While responding to various queries raised by the lawmakers, he said: “Why we hope we would have done better, last year is because of the COVID-19 lockdown we could not do tax drive, the businesses also closed about four months, particularly if you even add the #EndSARS protest that rocked the entire nation.
“We also suspended tax audit and investigation for about six months, because we couldn’t visit tax payers. We couldn’t also carry out enforcement activities to recover back debts. Reduction in revenue is an assumption whereas you have increased projected revenue to be collected.
“We are very confident that with the MTEF projection that we have, we should be able to generate up to 5.9, with relative stability in the price of oil, we are very confident that people are in oil sector will be able to turn out positive returns on monthly basis between now and the end of the year.
“On the overhead increasing astronomically, there’s a reason for that. The increase is due to full provision in the 2021 budget for 1800 staff recruited by the immediate past management and the little we added in 2019, 2020.
“Another reason is that we carry out promotion exercise in order to deal with promotion arrears in 2019, 2020. And in so doing about 5,000 staff were promoted which means more cost for us to carter to.
“And if you have more staff surely, their salary will go up, taxes that you’re going to pay on their behalf will go up, the National Housing Fund contribution, PENCOM contribution will go up. Those promoted you have to implement a new salary regime for them. There’s also the issue of inflation and exchange rate differential.”
Speaking earlier, Chairman, House Committee on Finance, Hon. Abiodun Faleke described the budget defence as “all important Legislative assignment on the consideration of the FIRS proposed 2021 Revenue and Expenditure Estimates as submitted by the Agency.
“The significance of this exercise cannot be overemphasized.
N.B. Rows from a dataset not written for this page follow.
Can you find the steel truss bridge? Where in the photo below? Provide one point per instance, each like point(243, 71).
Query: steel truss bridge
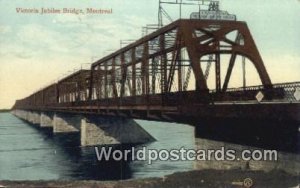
point(163, 76)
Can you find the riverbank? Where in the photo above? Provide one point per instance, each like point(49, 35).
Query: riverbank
point(190, 179)
point(4, 110)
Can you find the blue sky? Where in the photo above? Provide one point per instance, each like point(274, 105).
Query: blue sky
point(37, 49)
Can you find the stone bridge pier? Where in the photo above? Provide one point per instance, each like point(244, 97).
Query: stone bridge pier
point(94, 130)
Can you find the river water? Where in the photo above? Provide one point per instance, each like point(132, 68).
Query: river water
point(29, 153)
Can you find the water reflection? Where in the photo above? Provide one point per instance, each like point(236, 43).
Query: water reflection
point(31, 153)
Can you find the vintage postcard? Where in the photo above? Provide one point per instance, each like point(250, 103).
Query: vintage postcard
point(149, 93)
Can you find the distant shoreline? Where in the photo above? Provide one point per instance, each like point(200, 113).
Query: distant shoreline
point(4, 110)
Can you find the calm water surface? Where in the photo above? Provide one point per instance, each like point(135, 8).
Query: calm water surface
point(29, 153)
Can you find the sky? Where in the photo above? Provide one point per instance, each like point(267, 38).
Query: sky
point(36, 50)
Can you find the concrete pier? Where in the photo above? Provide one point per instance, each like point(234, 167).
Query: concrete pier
point(94, 130)
point(65, 123)
point(112, 130)
point(46, 119)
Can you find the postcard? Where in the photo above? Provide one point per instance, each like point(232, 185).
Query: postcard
point(149, 93)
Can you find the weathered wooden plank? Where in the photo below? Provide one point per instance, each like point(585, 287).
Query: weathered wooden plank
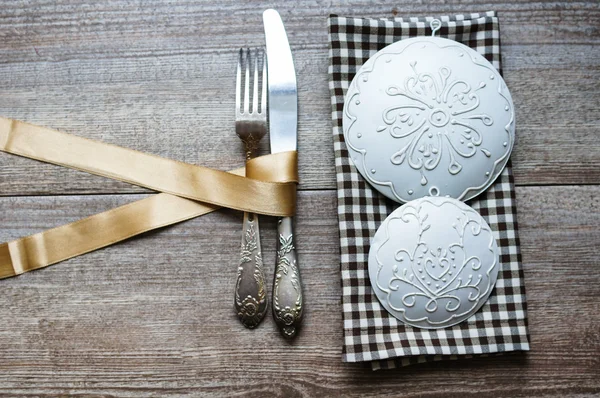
point(153, 315)
point(180, 106)
point(66, 29)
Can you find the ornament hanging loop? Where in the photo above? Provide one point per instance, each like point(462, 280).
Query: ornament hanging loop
point(435, 25)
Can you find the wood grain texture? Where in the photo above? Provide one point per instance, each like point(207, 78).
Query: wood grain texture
point(159, 77)
point(153, 316)
point(132, 320)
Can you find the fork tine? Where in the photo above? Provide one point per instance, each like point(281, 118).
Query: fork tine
point(263, 100)
point(238, 83)
point(247, 83)
point(255, 89)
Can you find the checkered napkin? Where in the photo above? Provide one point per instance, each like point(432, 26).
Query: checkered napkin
point(370, 333)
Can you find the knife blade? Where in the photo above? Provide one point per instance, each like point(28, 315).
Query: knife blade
point(283, 92)
point(287, 301)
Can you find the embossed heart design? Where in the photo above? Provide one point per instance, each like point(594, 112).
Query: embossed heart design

As you are already aware, the Constitution of the Federal Republic of Nigeria 1999 (Amended) in Section 80(1) provides that all revenue raised under the Constitution or any other Act of the national Assembly shall be paid into and form part of the Consolidated Revenue Fund of the Federation.
“Furthermore, subsection (2) states that no money shall be withdrawn from the Consolidated Revenue Fund of the Federation except in a manner provided by the National Assembly.
“In response to the above, the Federal Inland Revenue Services as a responsible and law abiding agency has therefore submitted the 2021 revenue estimates and expenditure to this august committee for legislative scrutiny and consideration for onwards further legislative business of the House of Representatives.
“On our part as a committee, we have the constitutional mandate under section 62(1) of the Constitution to discharge the onerous task of consideration and presentation to the plenary.
“Also we are obligated by the oath of membership under the same Constitution to do justice to this assignment.”